Я рассказал все. Вплоть до формы потека кофе на чашке безопасника.
— Еще раз: что он сделал левой рукой? Ты можешь повторить его жест?
А доктор — умница. Я тоже понял, в какой именно момент дон Абрам подсыпал мне зелье в кофе. Жест был отвлекающим. Непроизвольно я перевел взгляд на его руку, и он держал мое внимание несколько секунд. Вот ведь фокусник. Манипулятор. Однако неплохо здесь развиты немагические способы воздействия.
— Он сделал вот так. — Я неуклюже повторил жест дона Абрама.
— Так-так-так. Отлично. На счет «три» ты проснешься и забудешь наш разговор. Ты будешь помнить только то, что мы говорили о лечении ноги Макса. Ты принц и всегда им был. Чувство неловкости связано с твоим взрослением и ответственностью за исход мероприятия. Ты уверен в себе. Ты мне веришь и всегда будешь верить…
Томас опять поставил ментальный блок на свое воздействие и начал считать:
— Раз. Два. Три.
— Так что там Макс, дон Томас?
— Будем надеяться на лучшее, но у него профессиональная травма абордажников. Он пролежит в камере три часа. Если это вообще возможно, то кибердоктор его вылечит. Как вы себя чувствуете, ваше высочество?
— Прекрасно. Не знаю, что на меня нашло. Но уже все в порядке.
— Тогда, может, займемся делом? Я уже говорил, что выполнил ваше поручение…
— Хорошо. Докладывайте.
Я решил, что максимум за час мы всяко справимся, тем более в подробности вникать я принципиально не буду.
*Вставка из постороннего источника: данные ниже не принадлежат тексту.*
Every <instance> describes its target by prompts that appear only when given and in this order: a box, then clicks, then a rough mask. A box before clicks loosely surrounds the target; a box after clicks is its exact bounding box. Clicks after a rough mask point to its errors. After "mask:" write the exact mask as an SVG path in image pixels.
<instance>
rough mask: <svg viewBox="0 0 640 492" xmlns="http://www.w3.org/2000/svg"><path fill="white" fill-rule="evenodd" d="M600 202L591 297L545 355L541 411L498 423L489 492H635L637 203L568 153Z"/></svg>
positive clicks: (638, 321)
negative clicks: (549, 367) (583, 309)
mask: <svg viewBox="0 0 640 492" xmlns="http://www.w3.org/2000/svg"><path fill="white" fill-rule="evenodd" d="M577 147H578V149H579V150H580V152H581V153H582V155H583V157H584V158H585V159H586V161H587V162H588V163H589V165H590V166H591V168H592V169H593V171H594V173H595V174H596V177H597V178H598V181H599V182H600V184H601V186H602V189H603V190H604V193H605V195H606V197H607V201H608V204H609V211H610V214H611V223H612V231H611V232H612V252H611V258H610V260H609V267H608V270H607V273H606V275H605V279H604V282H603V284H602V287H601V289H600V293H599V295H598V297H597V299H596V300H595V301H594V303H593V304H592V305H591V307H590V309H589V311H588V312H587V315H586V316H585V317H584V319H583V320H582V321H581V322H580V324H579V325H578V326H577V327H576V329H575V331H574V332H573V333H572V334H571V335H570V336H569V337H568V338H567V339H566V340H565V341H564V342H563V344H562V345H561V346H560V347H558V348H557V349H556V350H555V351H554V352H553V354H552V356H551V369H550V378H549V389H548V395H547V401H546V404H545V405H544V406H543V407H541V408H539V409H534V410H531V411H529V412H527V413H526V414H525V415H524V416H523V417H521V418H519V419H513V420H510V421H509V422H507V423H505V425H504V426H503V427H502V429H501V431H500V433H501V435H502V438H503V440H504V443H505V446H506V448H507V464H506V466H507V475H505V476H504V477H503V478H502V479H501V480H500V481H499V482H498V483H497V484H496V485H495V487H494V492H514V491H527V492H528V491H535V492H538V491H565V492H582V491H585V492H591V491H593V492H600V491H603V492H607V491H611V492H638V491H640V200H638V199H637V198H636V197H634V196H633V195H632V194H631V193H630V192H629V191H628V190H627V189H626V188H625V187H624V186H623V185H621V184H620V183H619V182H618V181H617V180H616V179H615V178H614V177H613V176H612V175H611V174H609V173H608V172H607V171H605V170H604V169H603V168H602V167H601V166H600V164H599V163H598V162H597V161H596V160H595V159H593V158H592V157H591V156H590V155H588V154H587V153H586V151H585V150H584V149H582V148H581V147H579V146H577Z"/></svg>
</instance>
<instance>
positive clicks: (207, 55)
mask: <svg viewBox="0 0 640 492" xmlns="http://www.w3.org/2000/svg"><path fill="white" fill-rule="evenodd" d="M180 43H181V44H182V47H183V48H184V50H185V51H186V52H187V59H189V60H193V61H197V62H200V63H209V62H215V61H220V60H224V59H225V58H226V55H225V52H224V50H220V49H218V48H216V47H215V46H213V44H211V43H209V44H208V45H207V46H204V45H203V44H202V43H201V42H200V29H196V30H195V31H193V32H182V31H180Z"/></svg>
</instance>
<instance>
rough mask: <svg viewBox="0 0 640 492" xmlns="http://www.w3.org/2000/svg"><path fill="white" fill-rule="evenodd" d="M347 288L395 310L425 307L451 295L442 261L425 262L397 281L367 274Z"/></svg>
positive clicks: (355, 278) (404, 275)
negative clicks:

— Вы как хотите: чтобы я доложил о каждой кандидатуре, или сначала мои рекомендации по управляющему вашим, так сказать, штабом?
— Кандидатуры доложите этому начальнику штаба. Ему работать с ними.
— Но одна из кандидатур, кроме самого управляющего, должна быть утверждена лично вами.
— Это кто?
— Начальник службы безопасности.
— Говорите.
— Как ни странно, но наиболее подходящим кандидатом на этот пост является… дон Абрам. Я могу показать вам выкладки, на основе которых я пришел к такому выводу.
— Не стоит. Я в них все равно ничего не понимаю.
— Тогда поверьте на слово — это умный, лояльный вашему высочеству и государю императору человек, хороший профессионал, но совершенно без протекции. К тому же его нелюбовь к кровопролитию и предпочтение профилактических мер создали ему репутацию недалекого и простоватого служаки. А это далеко не так…
— Дон Томас! Прекратите меня убеждать! Я вам верю!
Доктор снова внимательно и с удовлетворением посмотрел на меня.
— Если вы говорите, что он лучший, значит, пусть себе командует дальше. Что с управляющим?
— А вот с управляющим я даже не знаю, — с явным сомнением в собственном решении сказал Томас. — Это… ваша секретарша Илона.
— Илона?! — Я неподдельно удивился. — Она же… это… молода же совсем!
— Она блестяще окончила два факультета столичного университета, учась одновременно на обоих. Имеет небольшой опыт управленческой работы…
Доктор замолчал и снова впал в задумчивость.
— Так что вас пугает? — поинтересовался я.